Look, people, instead of wasting time on theory, try this test. Let us know the results, or better yet, post a replay, so that we can repeat the experiment on our machines and actually have a scientifically-repeatable experiment with various hardware mixes.
1. Start up a server. Set up a game with NanoBlobs.
2. .give yourselves 500 of any land unit in NanoBlobs.
3. Tell them to all go somewhere.
4. Watch what happens to your CPU usage. You will see CPU usage hit over 50%(which is when problems start occuring) in waves. It is not always the first instant after the move command is issued that is the worst, either.
Try a second test:
1. Start up a server. Set up a game of AA.
2. .give yourself 100 Peewees.
3. Move 'em around a little bit, to randomly distribute them.
4. Kill 'em with something light enough to leave a corpse.
5. .give yourself 50 more PeeWees.
6. Give them a move order through the field of dead.
I wish there was a cleaner way to set up the second test, but nobody has
bothered to construct a simple mod for stress-testing purposes that is 3DO and includes corpses, and I'm not about to build one for you guys, when you could do it yourselves in about 20 minutes.
My points here are simple, testable, and repeatable:
A. The amount of CPU used during events is not always maxed at start (when the pathfinder is doing initial work). It often actually peaks later.
B. Corpses add a lot to the CPU use, because they aren't handled well by the steering / collision code.
Basically, there are dozens of ways to make Spring lag out to the point of desync with the older mods, and I'm frankly surprised that desync hasn't been a bigger problem, except that everybody's been playing mods with slower gameplay than NB. For example, the FALL | SMOKE | FIRE | EXPLODE-ON-HIT code is veeeeeeeeeery inefficient and slow. It breaks up the model and makes new collision spheres on the fly, so that it will bounce on the ground. If you blow up enough stuff with fancy explosions in multiplayer, it is quite likely someone will desync. That's one of the reasons I took most of that code out've NB... it was waaaaay too slow for gameplay I wanted, and would've caused problems everywhere...

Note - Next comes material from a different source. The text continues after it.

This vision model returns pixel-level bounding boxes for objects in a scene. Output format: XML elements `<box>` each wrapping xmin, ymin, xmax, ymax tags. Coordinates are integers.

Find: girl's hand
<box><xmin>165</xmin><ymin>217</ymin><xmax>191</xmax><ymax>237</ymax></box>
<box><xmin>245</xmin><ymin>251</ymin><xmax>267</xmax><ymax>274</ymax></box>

Oh yeah, and did I mention that because somebody thought it'd be great if the broken parts could cause damage, that every part freed up by FALL events becomes both something with a hitsphere, but also gets treated as a WeaponProjectile, and is thus being used by sync code, instead of just being a desynced special effect like it probably should be?
So, what we need is for someone to test my theory, that the primary cause of desync is people with crappy systems or lousy 'net connections. As Lazorwolf's post indicated, it eventually was shown that somewhere along the way, Spring was desyncing due to packet loss or fragmentation.
Perhaps Spring's bandwidth usage needs to be studied more- maybe it has a very low maximum throughput level that is reached too easily on high-latency connections, or maybe it's flooding lower-bandwidth connections, because a lot've things that shouldn't be synced still are being synced, or maybe my theory is correct, and CPU usage spikes are the true culprit- in which case, the only real remedy on the software end is better-optimized code for the primary culprits (not an easy or pleasant task, I wager, and I'll be the first to say that I am not skilled enough to even try). However, there is ALWAYS GOING TO BE a ceiling, people. The urge to keep Spring at such a low level that it is always playable on 800Mhz machines is just stupid, when it costs so little these days to build a machine that will run it with ease.
I played NanoBlobs on a co-worker's Core Duo machine the other day at Work, and was amazed how silky-smooth it ran, even with insane unit counts. His GPU sucks compared to the one in my Athlon XP 2800+, so I have to put that down to sheer CPU speeds. It was quite instructive about what really makes Spring "lag"- CPUs are simply getting overwhelmed.